CC: My patents, publications, and Internet standards have all been a team effort supported by my colleagues and students. Some of my most notable contributions have included creating the first public-key encryption scheme that uses a biometric fingerprint as the private key, establishing the first threat model for attacking artificial intelligence algorithms used to control cognitive radios, and more recently the foundational publications on using deep learning techniques to perform signal processing much more efficiently than all the algorithms conceived over the past century of radio engineering.
TPG: As an avid entrepreneur, tell us a bit about your startups.
CC: Over the past several years I have had the opportunity to take innovative research happening at Virginia Tech and spin it out into companies that can advance the technology into commercial products.

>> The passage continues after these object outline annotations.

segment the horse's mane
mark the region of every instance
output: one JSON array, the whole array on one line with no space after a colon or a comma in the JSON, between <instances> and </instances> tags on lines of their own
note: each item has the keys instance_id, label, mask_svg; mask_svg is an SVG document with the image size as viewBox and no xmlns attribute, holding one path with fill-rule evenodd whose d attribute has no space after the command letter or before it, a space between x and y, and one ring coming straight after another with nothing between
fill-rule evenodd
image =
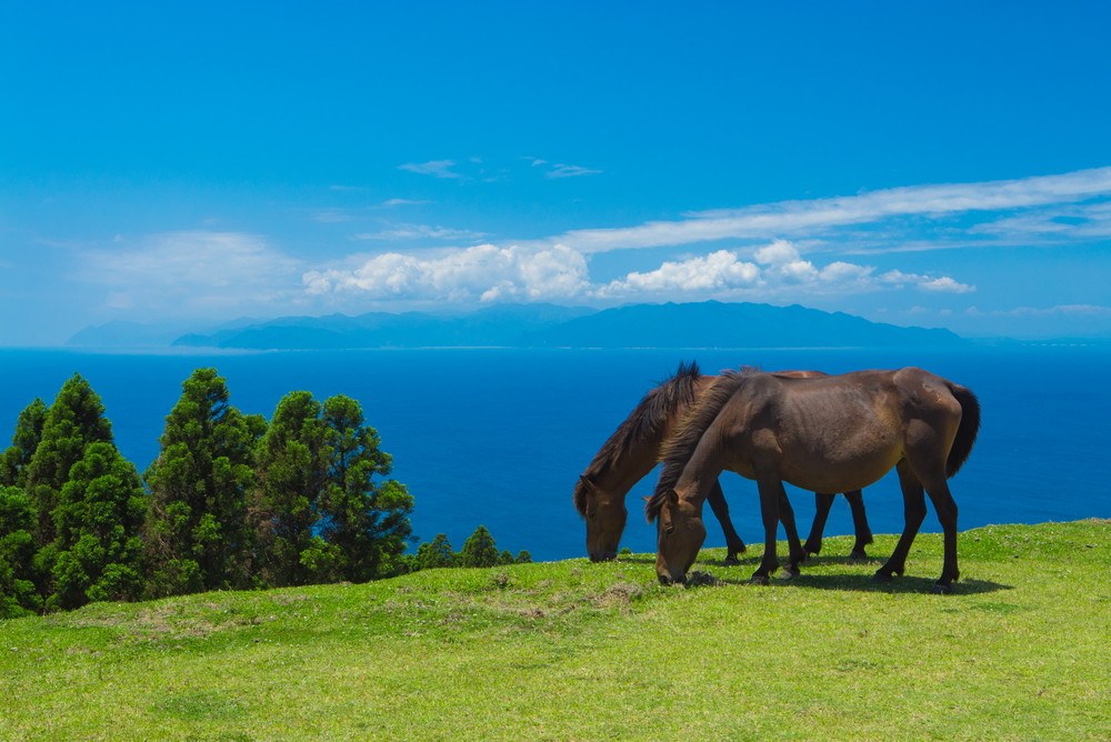
<instances>
[{"instance_id":1,"label":"horse's mane","mask_svg":"<svg viewBox=\"0 0 1111 742\"><path fill-rule=\"evenodd\" d=\"M725 403L732 399L733 394L744 381L755 372L755 369L743 368L740 371L722 371L710 389L702 393L698 404L685 417L679 428L679 432L668 441L663 449L663 472L660 481L655 485L655 492L644 505L644 514L651 523L660 514L663 502L668 498L668 492L679 483L679 478L687 468L687 462L694 455L694 449L707 429L718 418Z\"/></svg>"},{"instance_id":2,"label":"horse's mane","mask_svg":"<svg viewBox=\"0 0 1111 742\"><path fill-rule=\"evenodd\" d=\"M593 480L604 474L622 455L655 437L677 410L692 408L694 385L701 377L694 361L680 363L673 377L644 394L624 422L602 444L582 475ZM574 485L574 508L580 515L587 514L587 485L581 478Z\"/></svg>"}]
</instances>

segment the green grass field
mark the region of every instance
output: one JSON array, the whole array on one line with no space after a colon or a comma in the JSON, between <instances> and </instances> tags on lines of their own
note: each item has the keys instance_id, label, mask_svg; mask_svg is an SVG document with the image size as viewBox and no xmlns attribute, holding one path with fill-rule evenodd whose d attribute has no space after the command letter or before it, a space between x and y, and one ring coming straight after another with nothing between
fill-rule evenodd
<instances>
[{"instance_id":1,"label":"green grass field","mask_svg":"<svg viewBox=\"0 0 1111 742\"><path fill-rule=\"evenodd\" d=\"M1111 521L661 588L653 558L431 570L0 622L0 739L1109 739ZM877 556L894 547L881 537Z\"/></svg>"}]
</instances>

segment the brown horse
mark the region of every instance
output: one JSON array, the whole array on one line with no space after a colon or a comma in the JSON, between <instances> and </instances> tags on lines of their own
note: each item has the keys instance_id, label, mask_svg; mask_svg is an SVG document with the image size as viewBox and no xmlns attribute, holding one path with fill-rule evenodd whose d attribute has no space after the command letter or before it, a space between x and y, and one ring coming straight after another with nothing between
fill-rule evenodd
<instances>
[{"instance_id":1,"label":"brown horse","mask_svg":"<svg viewBox=\"0 0 1111 742\"><path fill-rule=\"evenodd\" d=\"M907 520L875 579L903 573L925 518L924 490L944 531L944 564L934 591L950 592L960 571L957 503L947 480L968 459L979 428L975 395L921 369L814 379L727 372L702 394L664 452L663 473L647 507L649 521L659 521L657 574L663 583L685 580L705 540L708 485L723 469L757 481L764 554L752 581L767 583L778 566L784 481L818 492L854 490L894 467ZM792 548L792 571L803 556Z\"/></svg>"},{"instance_id":2,"label":"brown horse","mask_svg":"<svg viewBox=\"0 0 1111 742\"><path fill-rule=\"evenodd\" d=\"M824 374L818 371L784 371L781 375L808 378ZM703 377L695 363L680 364L674 377L650 390L641 399L579 478L574 488L574 505L587 522L587 553L592 561L613 559L617 555L628 517L625 495L660 461L664 442L675 431L679 421L717 380L717 377ZM872 542L872 533L864 514L863 497L855 491L847 492L845 498L852 508L857 532L852 556L864 558L864 545ZM729 505L725 504L725 497L717 479L707 499L725 535L725 562L737 563L737 555L744 551L744 542L729 518ZM810 553L821 550L822 531L833 495L815 494L815 502L814 524L804 547ZM791 505L784 498L780 507L788 539L797 542Z\"/></svg>"}]
</instances>

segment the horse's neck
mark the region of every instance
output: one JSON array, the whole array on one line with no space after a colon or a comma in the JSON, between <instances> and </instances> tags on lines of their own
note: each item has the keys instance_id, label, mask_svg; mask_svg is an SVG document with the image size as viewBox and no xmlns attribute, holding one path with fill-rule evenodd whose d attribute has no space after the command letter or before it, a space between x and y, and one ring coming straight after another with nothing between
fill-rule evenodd
<instances>
[{"instance_id":1,"label":"horse's neck","mask_svg":"<svg viewBox=\"0 0 1111 742\"><path fill-rule=\"evenodd\" d=\"M597 484L613 492L617 497L625 497L637 482L652 471L659 460L659 452L660 442L645 444L635 451L627 451L614 463L610 464Z\"/></svg>"},{"instance_id":2,"label":"horse's neck","mask_svg":"<svg viewBox=\"0 0 1111 742\"><path fill-rule=\"evenodd\" d=\"M680 497L700 507L710 497L714 483L725 469L721 447L710 444L709 441L712 440L717 440L717 434L711 428L703 434L702 441L687 460L687 465L675 482L675 490L680 492Z\"/></svg>"}]
</instances>

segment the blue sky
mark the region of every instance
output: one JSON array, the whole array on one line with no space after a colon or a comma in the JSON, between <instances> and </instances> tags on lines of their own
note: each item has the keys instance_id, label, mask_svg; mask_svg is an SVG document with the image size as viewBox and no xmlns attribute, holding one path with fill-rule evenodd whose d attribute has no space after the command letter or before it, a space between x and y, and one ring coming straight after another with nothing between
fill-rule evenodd
<instances>
[{"instance_id":1,"label":"blue sky","mask_svg":"<svg viewBox=\"0 0 1111 742\"><path fill-rule=\"evenodd\" d=\"M7 3L0 344L704 299L1111 335L1108 8Z\"/></svg>"}]
</instances>

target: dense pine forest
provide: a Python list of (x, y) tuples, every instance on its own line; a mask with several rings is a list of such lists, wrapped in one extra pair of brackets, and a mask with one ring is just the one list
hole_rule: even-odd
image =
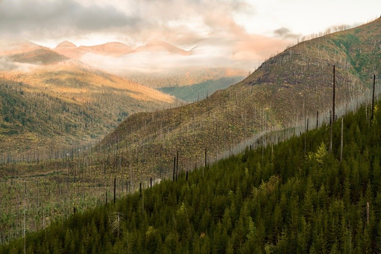
[[(381, 251), (381, 104), (76, 212), (1, 253)], [(114, 203), (115, 202), (115, 203)]]

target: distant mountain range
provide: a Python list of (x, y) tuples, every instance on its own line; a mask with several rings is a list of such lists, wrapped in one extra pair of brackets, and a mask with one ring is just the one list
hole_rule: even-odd
[[(119, 54), (120, 44), (81, 48)], [(78, 50), (68, 42), (60, 47)], [(0, 40), (0, 154), (87, 142), (129, 115), (180, 103), (67, 55), (25, 40)]]
[(310, 126), (314, 124), (317, 111), (319, 122), (327, 120), (334, 65), (340, 114), (370, 94), (373, 74), (379, 78), (380, 41), (381, 18), (303, 41), (271, 57), (242, 81), (204, 100), (128, 117), (100, 145), (108, 150), (122, 147), (129, 154), (129, 168), (136, 170), (170, 168), (179, 150), (181, 167), (187, 169), (204, 163), (206, 148), (208, 160), (216, 160), (261, 132), (300, 126), (307, 118)]
[(138, 47), (135, 49), (120, 42), (109, 42), (99, 45), (80, 46), (77, 47), (74, 43), (65, 41), (59, 43), (53, 50), (68, 57), (74, 59), (79, 59), (82, 56), (88, 53), (113, 57), (119, 57), (139, 52), (151, 51), (167, 52), (181, 55), (189, 55), (192, 54), (192, 50), (187, 51), (161, 41), (147, 43), (145, 46)]

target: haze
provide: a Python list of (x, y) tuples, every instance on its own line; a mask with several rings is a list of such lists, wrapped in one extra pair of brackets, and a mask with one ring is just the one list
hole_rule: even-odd
[(120, 70), (189, 65), (253, 70), (298, 38), (365, 23), (380, 9), (378, 0), (1, 0), (0, 36), (51, 48), (66, 40), (77, 46), (117, 41), (135, 48), (157, 40), (185, 50), (197, 46), (190, 56), (83, 58)]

My first startup, Optio Labs, developed a hardened version of Android that met all the military security requirements for storing and processing classified data, and was used to create the only Android device ever approved for classified communications. While it solved an important problem, the market for such devices was too small to make a profitable, sustainable company. Lots of lessons learned along the way.
Federated Wireless launched in 2012 with the goal of enabling spectrum sharing between military radars in the 3.5 GHz band and commercial wireless operators. Seven long years later, the FCC gave final approval to take the system operational in April 2019. Federated Wireless is now the cornerstone of enabling shared spectrum and as both US and international regulators begin looking at spectrum sharing in other bands, the company has a bright future in front of it.
HawkEye 360 was formed in 2015 and in December 2018, launched its first three satellites into orbit on a SpaceX Falcon 9 rocket. These satellites are equipped with software-defined radios that detect, identify, and localize wireless transmissions from the earth. They are able to quickly track down sources of interference, geolocate transponder beacons, and provide unique insights into markets like maritime shipping and logistics. Six more satellites are expected to be launched in the next year, which will allow the company to observe more parts of the earth simultaneously and reduce response times.